Clean up the script. Have it create a new folder with all decompressed ebx
to investigate the changes to the ebx format:
	import os
	from struct import unpack,pack
	from cStringIO import StringIO

	def open2(path,mode="rb"): #when used to write, create folders too
		if mode=="wb":
			#create folders if necessary and return the file handle

			#first of all, create one folder level manully because makedirs might fail
			path=path.replace("/","\\")
			pathParts=path.split("\\")
			manualPart="\\".join(pathParts[:2])
			if not os.path.isdir(manualPart):
				os.makedirs(manualPart)

			#now handle the rest, including extra long path names
			folderPath=lp(os.path.dirname(path))
			if not os.path.isdir(folderPath): os.makedirs(folderPath)
		return open(lp(path),mode)
	def lp(path): #long pathnames
		if len(path)<=247 or path=="" or path[:4]=='\\\\?\\': return path
		return unicode('\\\\?\\' + os.path.normpath(path))

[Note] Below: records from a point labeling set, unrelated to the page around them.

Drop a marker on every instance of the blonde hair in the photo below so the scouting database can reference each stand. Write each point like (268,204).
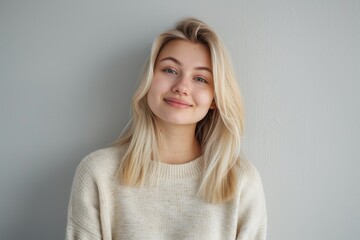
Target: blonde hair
(219,133)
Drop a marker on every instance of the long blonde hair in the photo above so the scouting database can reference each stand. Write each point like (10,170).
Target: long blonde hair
(219,133)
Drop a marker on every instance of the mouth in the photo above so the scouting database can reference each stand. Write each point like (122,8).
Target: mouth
(177,103)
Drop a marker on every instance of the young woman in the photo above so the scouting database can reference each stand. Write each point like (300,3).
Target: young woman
(176,171)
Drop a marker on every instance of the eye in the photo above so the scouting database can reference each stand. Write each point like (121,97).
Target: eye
(201,79)
(169,70)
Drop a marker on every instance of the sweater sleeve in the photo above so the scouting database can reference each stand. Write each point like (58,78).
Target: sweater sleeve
(83,220)
(252,217)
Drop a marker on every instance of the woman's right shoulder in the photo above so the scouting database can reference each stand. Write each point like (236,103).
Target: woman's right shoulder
(101,162)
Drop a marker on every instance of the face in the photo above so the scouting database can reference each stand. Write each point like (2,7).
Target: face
(182,89)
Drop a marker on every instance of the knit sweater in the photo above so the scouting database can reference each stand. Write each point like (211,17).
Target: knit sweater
(101,208)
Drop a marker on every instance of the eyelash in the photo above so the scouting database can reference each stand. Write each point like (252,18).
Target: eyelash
(169,70)
(172,71)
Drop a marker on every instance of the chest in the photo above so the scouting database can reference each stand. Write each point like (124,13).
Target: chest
(170,211)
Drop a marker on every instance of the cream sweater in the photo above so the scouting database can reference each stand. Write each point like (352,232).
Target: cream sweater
(100,208)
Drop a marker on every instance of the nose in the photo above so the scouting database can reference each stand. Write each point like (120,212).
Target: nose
(181,86)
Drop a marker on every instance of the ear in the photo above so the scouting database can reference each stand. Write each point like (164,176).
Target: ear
(213,105)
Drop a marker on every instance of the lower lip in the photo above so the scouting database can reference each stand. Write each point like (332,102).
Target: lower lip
(177,104)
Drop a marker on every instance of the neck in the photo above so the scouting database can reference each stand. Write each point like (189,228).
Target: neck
(177,144)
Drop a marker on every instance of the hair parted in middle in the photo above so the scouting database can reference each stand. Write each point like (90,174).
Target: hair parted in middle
(219,132)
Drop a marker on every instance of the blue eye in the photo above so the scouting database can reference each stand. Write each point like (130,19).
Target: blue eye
(169,70)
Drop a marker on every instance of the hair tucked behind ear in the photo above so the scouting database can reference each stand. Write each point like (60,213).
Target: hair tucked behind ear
(219,133)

	def readNum(f): #when byte is ff, read one more byte until not ff, add all
		total=0
		while 1:
			byte=ord(f.read(1))
			total+=byte
			if byte!=0xff: return total

	def decompressLZ77(f,fileSize=None):
		#takes a file handle, gives back a decompressed string
		#allow file size to be specified to work from within archives

		#if file size not specified, get it now (will only work correctly on single files)
		if fileSize==None:
			f.seek(0,2)
			fileSize=f.tell()
			f.seek(0)
		fileOffset=f.tell() #0 for single files, much greater for archives

		#write the decompressed data into memory only, eventually return it
		decompressedStream=StringIO()

		#go through each block, filling the decompressed stream with data
		while f.tell()-fileOffset<fileSize:
			#grab the header of a compressed block
			decompressedSize, compressionType, compressedSize = unpack(">IHH",f.read(8))

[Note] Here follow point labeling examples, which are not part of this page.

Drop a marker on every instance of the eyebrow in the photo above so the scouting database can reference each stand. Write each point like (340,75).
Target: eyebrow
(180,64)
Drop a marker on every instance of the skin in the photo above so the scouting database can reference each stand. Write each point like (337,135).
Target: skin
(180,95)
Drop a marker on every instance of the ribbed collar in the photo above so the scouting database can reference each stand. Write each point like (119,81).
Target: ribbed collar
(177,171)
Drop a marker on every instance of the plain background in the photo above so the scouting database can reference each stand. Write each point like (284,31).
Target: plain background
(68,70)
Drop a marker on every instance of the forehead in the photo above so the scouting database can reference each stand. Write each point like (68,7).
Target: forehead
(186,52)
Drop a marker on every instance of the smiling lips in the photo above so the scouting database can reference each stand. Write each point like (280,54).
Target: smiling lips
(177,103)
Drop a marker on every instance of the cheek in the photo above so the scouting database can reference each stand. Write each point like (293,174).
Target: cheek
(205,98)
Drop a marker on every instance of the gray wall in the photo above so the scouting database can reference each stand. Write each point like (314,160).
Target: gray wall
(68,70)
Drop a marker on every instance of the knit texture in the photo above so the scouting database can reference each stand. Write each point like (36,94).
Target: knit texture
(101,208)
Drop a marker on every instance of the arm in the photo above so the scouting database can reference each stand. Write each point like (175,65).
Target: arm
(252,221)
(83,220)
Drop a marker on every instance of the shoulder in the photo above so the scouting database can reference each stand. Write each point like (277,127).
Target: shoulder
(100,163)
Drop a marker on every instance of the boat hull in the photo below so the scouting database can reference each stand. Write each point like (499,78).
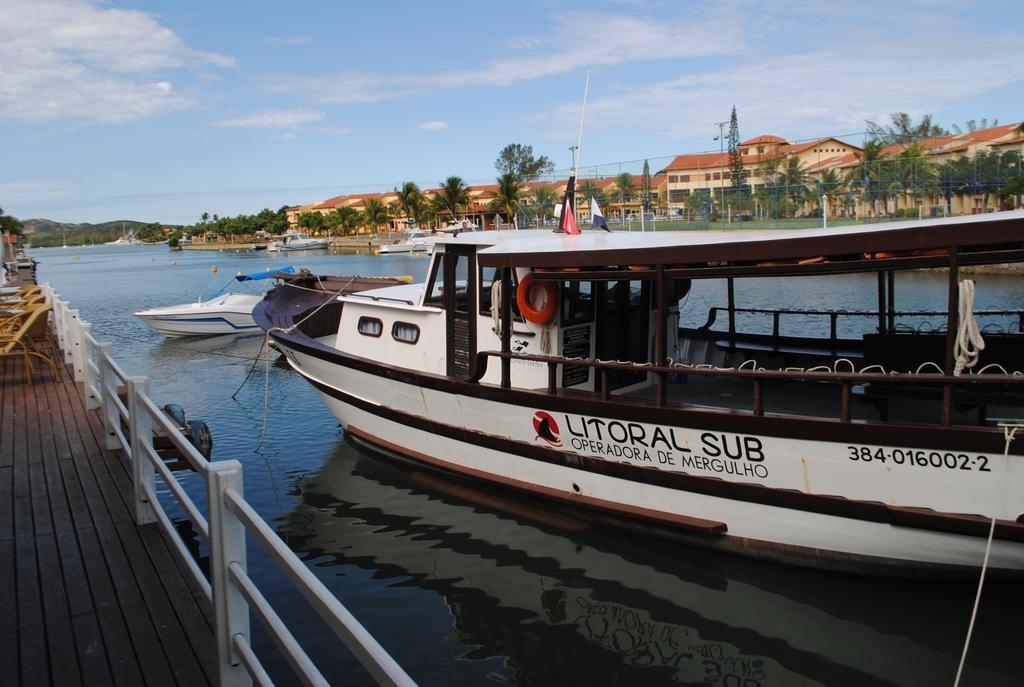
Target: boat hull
(736,509)
(230,314)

			if compressionType==0x71:
				decompressedStream.write(f.read(decompressedSize))
				continue
			elif compressionType!=0x970: print "Unknown compression type: "+str(compressionType)

			#from here on, LZ77
			#go from one opcode to the next and write the decompressed data into the stream until the block is done
			blockOffset=f.tell()
			while f.tell()-blockOffset<compressedSize:

				#retrieve the two sizes from a single byte
				lengthByte=ord(f.read(1))  #e.g. 9e
				proceedSize=lengthByte>>4  #=>   09
				copySize   =lengthByte&0xf #=>   0e

				if proceedSize==0xf: proceedSize+=readNum(f)

				#add the uncompressed data to the stream
				decompressedStream.write(f.read(proceedSize))

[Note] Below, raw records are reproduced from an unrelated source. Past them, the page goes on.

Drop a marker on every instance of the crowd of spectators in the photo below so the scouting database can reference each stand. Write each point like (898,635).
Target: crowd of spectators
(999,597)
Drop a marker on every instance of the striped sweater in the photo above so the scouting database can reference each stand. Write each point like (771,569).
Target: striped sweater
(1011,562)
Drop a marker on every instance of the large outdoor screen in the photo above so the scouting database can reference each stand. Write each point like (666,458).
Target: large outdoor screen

				#it's possible that the very last bytes in the block are not compressed
				#so there is no offset to read; handle this case
				if f.tell()-blockOffset==compressedSize: break


				pos0=decompressedStream.tell() #data will be written to the end of the stream, so take note of it
				offset=unpack("H",f.read(2))[0]

				if copySize==0xf: copySize+=readNum(f)
				copySize+=4

				decompressedStream.seek(-offset,1) #go back to copy the data

				#make several copies if necessary
				if offset<copySize:
					times=copySize/offset
					rest=copySize%offset

					copy=decompressedStream.read(offset) #either read offset or copySize; read() will yield the same
					decompressedStream.seek(pos0)
					for i in xrange(times): decompressedStream.write(copy)
					decompressedStream.write(copy[:rest])
				else:
					copy=decompressedStream.read(copySize)
					decompressedStream.seek(pos0)
					decompressedStream.write(copy)
		return decompressedStream.getvalue()


	#go through all files in the ebx folder
	for dir0, dirs, ff in os.walk(r"D:\hexing\bf4 beta dump\bundles\ebx"):
		for fname in ff:
			fullPath=dir0+"\\"+fname

			writePath=fullPath.replace(r"bf4 beta dump\bundles\ebx","bf4 decompressed ebx")
			f=open(dir0+"\\"+fname,"rb")
			data=decompressLZ77(f)
			f.close()
			f2=open2(writePath,"wb")
			f2.write(data)
			f2.close()


The files certainly look more tolerable now:

Before: http://i.imgur.com/RwjMdgi.png
After:  http://i.imgur.com/xHkGjOD.jpg


Supplement:
While dealing with the new patched cas-enabled sbtoc I've stumbled upon two more compression types.
Type 0070 is almost the same as type 0071, but for 0070 the compressed size equals the decompressed size
whereas the compressed size is zero for type 0071.

Another type is 0000, which only occurs when decompressed and compressed size are null too.
Basically there are 8 nullbytes. In this case, return an empty string.